Rethinking the commitment balance between corporations, institutional investors, workers/consumers, and the government in Japan  
Ryohei Nakagawa (The University of Nagano)

Paper short abstract:

This paper provides insights on how the commitment balance in the six mutual relations between companies, institutional investors, workers/consumers, and government can be sustained in the long run and how the country should tackle some of the unbalanced relations.

Paper long abstract:

In the aftermath of the bubble economy of the late 1980s, corporations have been racing to streamline their balance sheets and to maximise their short-term profits in Japan. The fundamental problem was that this happened collectively, creating a fallacy of composition at the macro scale and sparking a vicious cycle of low growth and deflation. Such behaviours can be found not only in corporations but also among institutional investors.

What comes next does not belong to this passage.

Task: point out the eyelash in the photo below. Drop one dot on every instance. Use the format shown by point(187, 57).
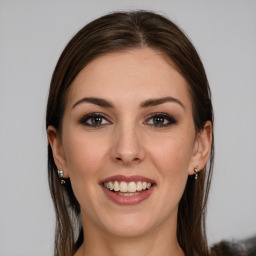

Hypothesis in this paper is that commitment balance between the major constituents should be maintained for sustaining healthy corporate activities in Japan. The four major parties, namely corporations, institutional investors, workers/consumers, who are employed by corporations, and government, who collects tax from the rest of these three sectors, are considered as important constitutors in a modern society. The ideal optimal balance in this paper is defined as a condition that each party can maintain mutual interests with the rest of the three counterparts. As a measure to investigate the balances of interests, the following three factors are taken into consideration: information symmetry, willingness to engage, and sustainability of the relations. By organising the analysis in the matrix format, it provides insights on how the commitment balance in the six mutual relations between companies, institutional investors, consumers, and government can be sustained in the long run and how the country should tackle some of the unbalanced relations.

As for methodology, it relies mostly on literature reviews on company-investor relations and multi stakeholder approach, as well as analyses on recent policy measures in the related field, such as releasing integrated corporate information, the governance and stewardship codes, and institutionalising companies' integrated reports.

This paper attempts to sum up and find remaining issues from the results in the author's recent analyses on fallacy of composition of corporate activities, integrated reports, stewardship codes, and employer-employee relations.